If you are in an industry where this is a necessity, at least follow this advice.

  • Keep the terms for repayment short. Instead of giving them 30, 60, or 90 days to pay you back, offer them 7 or 14 instead. Consider offering discounts for early or pre-payment.
  • Have a credit card and drivers license on file.
  • If it’s business, get some referrals from their other vendors, and have them fill out a vendor application.
  • If it’s an individual, run a credit check, and have them sign a credit agreement.

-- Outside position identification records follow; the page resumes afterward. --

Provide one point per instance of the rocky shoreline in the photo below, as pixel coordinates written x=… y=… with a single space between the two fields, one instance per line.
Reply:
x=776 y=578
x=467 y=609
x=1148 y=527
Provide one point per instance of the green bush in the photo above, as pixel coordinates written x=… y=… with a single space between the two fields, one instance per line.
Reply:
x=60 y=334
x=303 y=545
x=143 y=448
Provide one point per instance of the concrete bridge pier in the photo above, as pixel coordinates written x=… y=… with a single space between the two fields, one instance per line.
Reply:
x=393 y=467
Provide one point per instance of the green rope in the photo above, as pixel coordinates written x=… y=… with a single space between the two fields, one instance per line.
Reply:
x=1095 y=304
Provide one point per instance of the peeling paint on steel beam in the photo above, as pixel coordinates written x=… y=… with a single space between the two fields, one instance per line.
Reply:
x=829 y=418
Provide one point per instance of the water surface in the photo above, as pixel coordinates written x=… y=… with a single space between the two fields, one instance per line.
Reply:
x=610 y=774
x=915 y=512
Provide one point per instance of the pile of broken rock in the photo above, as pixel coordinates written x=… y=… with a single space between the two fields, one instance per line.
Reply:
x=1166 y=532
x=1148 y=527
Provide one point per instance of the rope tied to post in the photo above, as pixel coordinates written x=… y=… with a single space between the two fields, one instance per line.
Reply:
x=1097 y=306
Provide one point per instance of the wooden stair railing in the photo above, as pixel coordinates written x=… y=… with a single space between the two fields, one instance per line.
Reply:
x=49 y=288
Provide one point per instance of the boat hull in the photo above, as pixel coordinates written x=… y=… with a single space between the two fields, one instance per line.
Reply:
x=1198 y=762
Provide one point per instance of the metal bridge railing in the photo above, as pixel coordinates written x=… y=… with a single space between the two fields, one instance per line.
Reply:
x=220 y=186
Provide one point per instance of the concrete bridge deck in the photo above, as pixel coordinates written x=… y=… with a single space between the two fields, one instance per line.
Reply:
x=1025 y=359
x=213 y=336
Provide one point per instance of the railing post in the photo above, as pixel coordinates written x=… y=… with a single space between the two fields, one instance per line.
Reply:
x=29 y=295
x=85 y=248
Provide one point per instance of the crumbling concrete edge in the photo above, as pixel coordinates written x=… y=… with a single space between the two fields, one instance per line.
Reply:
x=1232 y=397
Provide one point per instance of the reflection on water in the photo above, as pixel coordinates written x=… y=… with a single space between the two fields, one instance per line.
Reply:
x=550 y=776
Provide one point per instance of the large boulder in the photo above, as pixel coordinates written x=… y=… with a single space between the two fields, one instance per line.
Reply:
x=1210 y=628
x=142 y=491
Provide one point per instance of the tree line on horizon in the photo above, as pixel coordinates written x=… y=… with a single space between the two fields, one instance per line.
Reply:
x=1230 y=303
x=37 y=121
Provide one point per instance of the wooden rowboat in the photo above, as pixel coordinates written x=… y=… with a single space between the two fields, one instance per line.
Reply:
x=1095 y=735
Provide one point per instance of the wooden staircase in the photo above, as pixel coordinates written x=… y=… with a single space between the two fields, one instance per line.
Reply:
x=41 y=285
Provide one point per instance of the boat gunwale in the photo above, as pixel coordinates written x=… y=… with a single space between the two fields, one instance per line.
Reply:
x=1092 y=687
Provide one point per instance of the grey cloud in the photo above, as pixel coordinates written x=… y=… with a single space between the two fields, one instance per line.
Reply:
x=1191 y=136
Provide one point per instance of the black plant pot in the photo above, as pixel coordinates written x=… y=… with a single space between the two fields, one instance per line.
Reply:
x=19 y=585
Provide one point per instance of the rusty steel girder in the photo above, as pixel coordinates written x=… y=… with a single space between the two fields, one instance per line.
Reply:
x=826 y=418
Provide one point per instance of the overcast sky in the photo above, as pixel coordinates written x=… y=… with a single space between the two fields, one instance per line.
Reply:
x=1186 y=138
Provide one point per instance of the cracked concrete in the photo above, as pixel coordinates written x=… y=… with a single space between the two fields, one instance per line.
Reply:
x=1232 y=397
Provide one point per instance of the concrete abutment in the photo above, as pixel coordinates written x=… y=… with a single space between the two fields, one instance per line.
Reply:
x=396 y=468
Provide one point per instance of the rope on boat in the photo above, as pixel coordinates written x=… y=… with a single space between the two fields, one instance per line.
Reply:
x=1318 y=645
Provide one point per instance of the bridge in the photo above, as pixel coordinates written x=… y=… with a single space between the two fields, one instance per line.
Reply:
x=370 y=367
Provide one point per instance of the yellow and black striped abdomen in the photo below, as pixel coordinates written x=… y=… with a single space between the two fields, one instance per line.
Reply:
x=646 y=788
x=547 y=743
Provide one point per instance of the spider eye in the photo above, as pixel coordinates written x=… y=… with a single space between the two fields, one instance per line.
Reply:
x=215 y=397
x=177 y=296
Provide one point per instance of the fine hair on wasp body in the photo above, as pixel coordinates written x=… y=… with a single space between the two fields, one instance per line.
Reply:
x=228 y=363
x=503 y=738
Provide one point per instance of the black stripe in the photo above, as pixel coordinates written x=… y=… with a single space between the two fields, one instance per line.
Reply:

In the moment, it’s a bit more paperwork, but it will save you a lot of trouble in the future.

Inventory Management:

Having $1,000,000 of inventory on the shelves looks great on a Balance Sheet, until the products get old, or the fad dies off, and now they’re only worth $500,000. Sure, it’s good to buy in bulk to get the discount, but there’s a fine line you need to walk. If you’ve been in business for a few years, sit down this weekend and look over your sales figures for the past few years. If there are items that sell well, year after year?

  • Talk to your vendor, and negotiate a really big discount on buying 3, 6, or even 12 months worth of that stock.
  • Try to get them to give you good repayment terms, so you’re payin
    g more during the busy season, and less when business is dead.
  • Never buy fads in large volume, unless you can afford to lose big. For every Tickle-Me Elmo, there are a hundred Segways rotting away in warehouses.

Run your business the same way you run your house. If you have $1000 in the bank, would you go out and spend it all on toilet paper, even if you know you’ll use it eventually? Of course not. You’d be broke, and having thousands of rolls of toilet paper on hand wouldn’t do much to appease your impending hunger.

Buy vs.. Lease or Rent:

There are a lot of opinions on this debate. I also know that there are lots of tax implications that come into play, which is a topic that could take up a bookshelf, so let’s avoid that for now. Let’s discuss this as it pertains to cash flow.

Before you make a large asset purchase, like a building or a vehicle, consider your current cash position. If you have to go into significant debt, or spend all of your emergency cash, I would think twice. In the first few years, especially in a micro or small business, financial agility is very important. I understand the value of owning the building. The long term benefits of an asset that goes up in value as the amount you owe goes down is obvious. However, unless your trust fund is paying for this, you’ll want as much money in reserve as possible. Renting and leasing the equipment, vehicles, and building gives you a consistent monthly payment, and frees up your cash and credit for inventory, emergencies, and opportunities. Here are a few quick points:

  • Renting an office can save you from repairs and maintenance on a building you own
  • Sign shorter leases (if any) if you think you’ll outgrow the office quickly
  • Upgrading rental equipment and tools is much easier than selling and buying

Summary:

Look, if your business has a war chest like Apple or Microsoft, you can approach this much differently. The point of this is to get you from where you are, to where they are. Companies like Apple are powerful because they have that kind of cash to spend if they need to. They can weather a big lawsuit, buy a rival company, or test out crazy product ideas, without worrying too much. However, we’ve seen plenty of times when a big company has fallen because they were too focused on profit margins, but didn’t have any money in the bank when they needed it.

You want every dollar you have to be working as hard for you as possible. Instead of buying extra inventory to store in the back, why not invest some of it, or pay off the company credit card? As a small business owner, you have to spend every dollar as if it were your own, because most of the time, it is.